Et si on ajoute le vélo-tourisme, pour lequel la France dispose d’un fort potentiel de développement, le nombre d’emplois (hébergement, restauration, location…) soutenu par la petite reine pourrait être plus important encore. On arriverait à 224.000 en 2030 dans le scénario « relance verte » contre 76.000 aujourd’hui.

* La Programmation pluriannuelle de l’énergie (PPE) fixe la politique énergétique de la France pour les années qui suivent. L’actuelle porte sur la période 2019-2028 et ambitionne notamment de baisser de 35 % la consommation d’énergies fossiles et de 16,5 % la consommation finale d’énergie par rapport à 2012, ou encore de ramener la part du nucléaire dans la production d’électricité à 50 en 2035.

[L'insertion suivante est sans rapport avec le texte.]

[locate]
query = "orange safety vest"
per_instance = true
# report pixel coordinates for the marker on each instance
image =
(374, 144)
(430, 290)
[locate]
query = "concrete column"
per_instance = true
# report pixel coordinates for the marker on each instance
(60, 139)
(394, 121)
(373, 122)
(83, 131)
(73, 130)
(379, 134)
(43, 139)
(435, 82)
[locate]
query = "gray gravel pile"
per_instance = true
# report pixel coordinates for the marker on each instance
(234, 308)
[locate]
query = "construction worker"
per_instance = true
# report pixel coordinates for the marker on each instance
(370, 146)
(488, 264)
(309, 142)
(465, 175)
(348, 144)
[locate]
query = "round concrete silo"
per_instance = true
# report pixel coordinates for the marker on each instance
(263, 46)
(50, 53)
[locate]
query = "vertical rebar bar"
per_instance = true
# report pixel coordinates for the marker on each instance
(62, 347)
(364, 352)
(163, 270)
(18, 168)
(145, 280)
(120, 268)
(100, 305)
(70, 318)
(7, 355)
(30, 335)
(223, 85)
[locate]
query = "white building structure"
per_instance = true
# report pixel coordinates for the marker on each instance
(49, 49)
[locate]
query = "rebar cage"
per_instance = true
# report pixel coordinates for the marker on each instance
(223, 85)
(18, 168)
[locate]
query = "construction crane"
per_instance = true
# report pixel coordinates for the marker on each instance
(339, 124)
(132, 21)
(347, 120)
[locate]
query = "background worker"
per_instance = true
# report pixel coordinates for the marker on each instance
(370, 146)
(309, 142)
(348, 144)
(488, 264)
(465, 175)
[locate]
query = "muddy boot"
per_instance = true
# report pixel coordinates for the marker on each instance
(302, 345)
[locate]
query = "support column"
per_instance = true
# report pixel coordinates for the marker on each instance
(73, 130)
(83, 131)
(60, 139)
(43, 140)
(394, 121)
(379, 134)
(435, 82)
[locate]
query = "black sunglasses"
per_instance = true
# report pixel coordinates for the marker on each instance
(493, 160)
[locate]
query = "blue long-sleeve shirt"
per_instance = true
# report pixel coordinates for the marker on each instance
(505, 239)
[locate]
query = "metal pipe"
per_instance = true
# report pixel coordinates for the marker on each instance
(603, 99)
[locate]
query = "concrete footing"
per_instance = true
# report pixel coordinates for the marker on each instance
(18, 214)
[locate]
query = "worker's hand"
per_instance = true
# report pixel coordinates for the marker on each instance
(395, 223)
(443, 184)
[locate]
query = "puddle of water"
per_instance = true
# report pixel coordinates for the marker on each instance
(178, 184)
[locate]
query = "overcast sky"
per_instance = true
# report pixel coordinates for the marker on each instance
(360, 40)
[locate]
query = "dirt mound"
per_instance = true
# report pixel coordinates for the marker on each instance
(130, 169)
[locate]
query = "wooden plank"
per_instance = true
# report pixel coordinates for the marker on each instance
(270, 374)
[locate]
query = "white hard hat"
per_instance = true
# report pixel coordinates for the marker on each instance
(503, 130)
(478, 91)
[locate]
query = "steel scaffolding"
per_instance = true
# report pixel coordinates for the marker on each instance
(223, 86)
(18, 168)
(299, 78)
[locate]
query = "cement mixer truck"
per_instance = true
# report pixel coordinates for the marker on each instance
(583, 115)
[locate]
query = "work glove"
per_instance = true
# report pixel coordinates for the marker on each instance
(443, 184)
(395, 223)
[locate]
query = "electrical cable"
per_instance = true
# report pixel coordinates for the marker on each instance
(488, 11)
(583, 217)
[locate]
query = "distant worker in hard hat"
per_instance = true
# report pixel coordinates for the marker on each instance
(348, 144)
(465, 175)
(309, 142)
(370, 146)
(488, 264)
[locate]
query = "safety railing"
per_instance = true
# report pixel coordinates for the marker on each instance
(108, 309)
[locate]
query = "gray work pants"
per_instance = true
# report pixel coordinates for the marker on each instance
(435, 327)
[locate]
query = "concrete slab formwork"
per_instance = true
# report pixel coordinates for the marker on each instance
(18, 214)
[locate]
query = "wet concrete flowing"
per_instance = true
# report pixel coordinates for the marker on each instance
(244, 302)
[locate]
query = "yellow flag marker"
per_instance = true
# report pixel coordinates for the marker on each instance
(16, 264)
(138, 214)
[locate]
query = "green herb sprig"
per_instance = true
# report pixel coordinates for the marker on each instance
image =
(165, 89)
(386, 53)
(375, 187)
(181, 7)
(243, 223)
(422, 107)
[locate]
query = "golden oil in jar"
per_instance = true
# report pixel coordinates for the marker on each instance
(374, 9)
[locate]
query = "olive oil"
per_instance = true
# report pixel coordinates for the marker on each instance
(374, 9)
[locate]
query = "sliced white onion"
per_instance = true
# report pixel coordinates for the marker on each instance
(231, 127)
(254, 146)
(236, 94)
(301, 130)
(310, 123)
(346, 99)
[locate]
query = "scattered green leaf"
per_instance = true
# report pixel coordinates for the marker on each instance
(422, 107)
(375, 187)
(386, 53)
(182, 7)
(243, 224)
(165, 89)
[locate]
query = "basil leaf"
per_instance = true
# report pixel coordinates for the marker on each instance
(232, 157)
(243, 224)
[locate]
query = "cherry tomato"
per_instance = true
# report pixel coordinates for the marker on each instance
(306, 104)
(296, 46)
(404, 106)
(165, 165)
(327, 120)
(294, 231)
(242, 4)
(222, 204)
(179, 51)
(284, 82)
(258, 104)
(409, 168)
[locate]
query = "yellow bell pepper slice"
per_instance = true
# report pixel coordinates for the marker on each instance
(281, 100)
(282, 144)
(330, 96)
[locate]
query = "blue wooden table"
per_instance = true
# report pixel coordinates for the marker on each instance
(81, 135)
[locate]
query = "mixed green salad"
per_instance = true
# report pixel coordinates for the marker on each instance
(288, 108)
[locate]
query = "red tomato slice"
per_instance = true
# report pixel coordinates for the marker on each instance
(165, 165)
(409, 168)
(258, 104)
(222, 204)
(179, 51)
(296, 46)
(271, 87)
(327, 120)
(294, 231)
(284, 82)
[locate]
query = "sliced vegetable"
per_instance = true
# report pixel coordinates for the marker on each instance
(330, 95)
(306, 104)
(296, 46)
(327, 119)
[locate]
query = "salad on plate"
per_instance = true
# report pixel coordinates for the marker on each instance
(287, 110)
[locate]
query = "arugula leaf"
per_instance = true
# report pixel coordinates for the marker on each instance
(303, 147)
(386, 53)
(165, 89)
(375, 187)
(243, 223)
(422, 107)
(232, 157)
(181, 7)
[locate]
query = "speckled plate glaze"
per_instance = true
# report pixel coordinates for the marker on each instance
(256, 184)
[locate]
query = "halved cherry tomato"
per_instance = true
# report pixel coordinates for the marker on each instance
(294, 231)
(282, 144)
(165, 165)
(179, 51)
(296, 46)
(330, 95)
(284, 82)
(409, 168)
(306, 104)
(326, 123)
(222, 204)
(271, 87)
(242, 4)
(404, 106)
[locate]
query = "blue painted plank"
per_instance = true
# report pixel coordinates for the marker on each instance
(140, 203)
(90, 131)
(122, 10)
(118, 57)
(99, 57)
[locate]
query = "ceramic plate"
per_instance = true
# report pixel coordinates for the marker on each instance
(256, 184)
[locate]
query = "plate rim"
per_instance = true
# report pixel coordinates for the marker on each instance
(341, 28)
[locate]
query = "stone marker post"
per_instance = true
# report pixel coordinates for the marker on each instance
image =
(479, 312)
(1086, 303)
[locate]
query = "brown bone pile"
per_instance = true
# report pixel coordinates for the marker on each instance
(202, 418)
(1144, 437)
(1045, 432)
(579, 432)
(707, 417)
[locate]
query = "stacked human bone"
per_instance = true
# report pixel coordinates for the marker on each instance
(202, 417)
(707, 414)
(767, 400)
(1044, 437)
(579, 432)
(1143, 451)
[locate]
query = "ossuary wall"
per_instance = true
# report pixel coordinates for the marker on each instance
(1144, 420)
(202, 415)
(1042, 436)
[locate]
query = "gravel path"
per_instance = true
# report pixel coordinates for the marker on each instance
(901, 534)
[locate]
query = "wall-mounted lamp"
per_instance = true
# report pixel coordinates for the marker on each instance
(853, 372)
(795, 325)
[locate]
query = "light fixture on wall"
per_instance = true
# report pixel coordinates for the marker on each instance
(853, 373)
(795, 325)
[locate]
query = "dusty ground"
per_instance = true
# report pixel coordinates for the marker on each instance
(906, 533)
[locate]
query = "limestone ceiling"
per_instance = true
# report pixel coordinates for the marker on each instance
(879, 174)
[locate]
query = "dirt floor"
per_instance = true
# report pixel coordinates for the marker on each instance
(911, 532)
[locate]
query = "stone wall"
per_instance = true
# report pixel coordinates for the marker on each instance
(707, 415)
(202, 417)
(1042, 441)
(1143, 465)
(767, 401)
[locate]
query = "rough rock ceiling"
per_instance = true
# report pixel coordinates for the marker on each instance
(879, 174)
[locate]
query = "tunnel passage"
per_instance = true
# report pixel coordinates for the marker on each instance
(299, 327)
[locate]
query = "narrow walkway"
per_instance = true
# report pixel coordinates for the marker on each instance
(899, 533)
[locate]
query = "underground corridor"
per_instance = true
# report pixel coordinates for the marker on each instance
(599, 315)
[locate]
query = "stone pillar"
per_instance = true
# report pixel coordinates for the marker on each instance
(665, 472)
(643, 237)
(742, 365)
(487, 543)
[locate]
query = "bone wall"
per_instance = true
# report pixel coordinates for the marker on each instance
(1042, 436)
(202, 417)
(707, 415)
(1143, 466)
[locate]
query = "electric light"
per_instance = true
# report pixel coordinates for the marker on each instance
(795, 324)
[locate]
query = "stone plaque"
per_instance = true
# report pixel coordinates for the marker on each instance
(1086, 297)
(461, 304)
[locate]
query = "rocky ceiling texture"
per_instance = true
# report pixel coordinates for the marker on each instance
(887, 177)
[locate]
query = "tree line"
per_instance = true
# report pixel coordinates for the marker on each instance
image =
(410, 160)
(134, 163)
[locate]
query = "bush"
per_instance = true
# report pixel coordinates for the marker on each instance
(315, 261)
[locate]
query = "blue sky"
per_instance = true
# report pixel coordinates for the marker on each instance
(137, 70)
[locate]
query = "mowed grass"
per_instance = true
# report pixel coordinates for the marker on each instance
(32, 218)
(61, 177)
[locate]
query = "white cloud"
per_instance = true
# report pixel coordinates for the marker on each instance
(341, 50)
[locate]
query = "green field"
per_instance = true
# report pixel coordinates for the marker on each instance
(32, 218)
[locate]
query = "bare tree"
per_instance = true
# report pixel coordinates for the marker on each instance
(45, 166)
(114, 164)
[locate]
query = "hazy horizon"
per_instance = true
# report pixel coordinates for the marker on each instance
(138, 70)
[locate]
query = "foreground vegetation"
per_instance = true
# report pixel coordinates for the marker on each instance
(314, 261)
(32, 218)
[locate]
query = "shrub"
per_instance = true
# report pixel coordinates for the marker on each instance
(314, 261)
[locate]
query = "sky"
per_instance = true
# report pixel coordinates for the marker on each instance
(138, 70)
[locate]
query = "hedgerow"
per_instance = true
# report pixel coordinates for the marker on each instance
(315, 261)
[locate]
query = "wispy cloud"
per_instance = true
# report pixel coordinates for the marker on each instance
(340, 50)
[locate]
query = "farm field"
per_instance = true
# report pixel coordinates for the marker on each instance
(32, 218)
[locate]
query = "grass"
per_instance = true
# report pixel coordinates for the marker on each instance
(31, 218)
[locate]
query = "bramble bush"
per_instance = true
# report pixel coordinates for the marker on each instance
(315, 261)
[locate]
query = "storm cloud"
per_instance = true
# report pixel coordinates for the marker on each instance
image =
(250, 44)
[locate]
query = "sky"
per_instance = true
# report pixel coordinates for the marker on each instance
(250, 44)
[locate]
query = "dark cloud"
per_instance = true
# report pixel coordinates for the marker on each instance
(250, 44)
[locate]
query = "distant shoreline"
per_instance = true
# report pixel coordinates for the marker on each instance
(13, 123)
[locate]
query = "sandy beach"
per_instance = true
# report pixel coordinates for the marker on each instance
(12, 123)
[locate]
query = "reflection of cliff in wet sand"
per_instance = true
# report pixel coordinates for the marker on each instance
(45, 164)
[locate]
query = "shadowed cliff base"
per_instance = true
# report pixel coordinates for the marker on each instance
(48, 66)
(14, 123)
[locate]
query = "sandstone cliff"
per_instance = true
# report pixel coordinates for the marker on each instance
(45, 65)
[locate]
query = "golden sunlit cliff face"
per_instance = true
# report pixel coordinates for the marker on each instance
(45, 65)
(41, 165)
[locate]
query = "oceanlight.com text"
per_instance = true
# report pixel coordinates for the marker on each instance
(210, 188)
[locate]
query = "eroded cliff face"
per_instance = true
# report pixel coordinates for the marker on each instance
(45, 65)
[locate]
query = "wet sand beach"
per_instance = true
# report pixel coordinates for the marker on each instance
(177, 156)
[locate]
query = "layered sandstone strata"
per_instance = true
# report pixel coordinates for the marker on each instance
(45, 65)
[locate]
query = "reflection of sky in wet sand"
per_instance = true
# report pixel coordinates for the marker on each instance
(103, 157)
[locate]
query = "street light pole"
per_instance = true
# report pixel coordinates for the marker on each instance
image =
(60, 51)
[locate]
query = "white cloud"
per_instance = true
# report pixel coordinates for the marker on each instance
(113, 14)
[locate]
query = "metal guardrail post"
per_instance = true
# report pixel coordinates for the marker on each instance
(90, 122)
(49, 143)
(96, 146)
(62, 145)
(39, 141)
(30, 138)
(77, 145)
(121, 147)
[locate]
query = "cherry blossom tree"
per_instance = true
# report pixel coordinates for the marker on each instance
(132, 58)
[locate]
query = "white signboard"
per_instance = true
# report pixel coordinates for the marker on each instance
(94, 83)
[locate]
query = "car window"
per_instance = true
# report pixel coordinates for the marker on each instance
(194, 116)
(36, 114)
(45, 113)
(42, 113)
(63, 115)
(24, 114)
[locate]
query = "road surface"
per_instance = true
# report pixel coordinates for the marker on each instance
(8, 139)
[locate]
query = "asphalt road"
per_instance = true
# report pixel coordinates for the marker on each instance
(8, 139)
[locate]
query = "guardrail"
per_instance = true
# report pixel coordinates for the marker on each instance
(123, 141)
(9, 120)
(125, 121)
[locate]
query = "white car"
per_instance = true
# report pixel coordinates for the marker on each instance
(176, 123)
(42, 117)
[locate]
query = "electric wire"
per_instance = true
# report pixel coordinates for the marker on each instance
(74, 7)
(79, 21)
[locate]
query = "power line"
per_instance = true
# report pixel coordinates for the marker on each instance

** La Stratégie nationale bas carbone (SNBC) fixe secteur par secteur les réductions d’émissions de gaz à effet de serre à gagner d’ici 2050. Cette feuille de route fixe l’objectif global intermédiaire de réduire de 40 % nos émissions d’ici à 2030 par rapport à 1990.

*** La loi Egalim du 30 octobre 2018 fixe l’objectif de 15 % de surface agricole utile en agriculture biologique en 2022.

****« Le nombre moyen d’unité de travail annuelle (UTA – c’est-à-dire le temps de travail d’une personne à temps complet pendant un an) est plus important dans une exploitation bio qu’en conventionnel [2,4 par contre 1,5, selon le diagnostic du Ministère de l’agriculture], rappelle le rapport.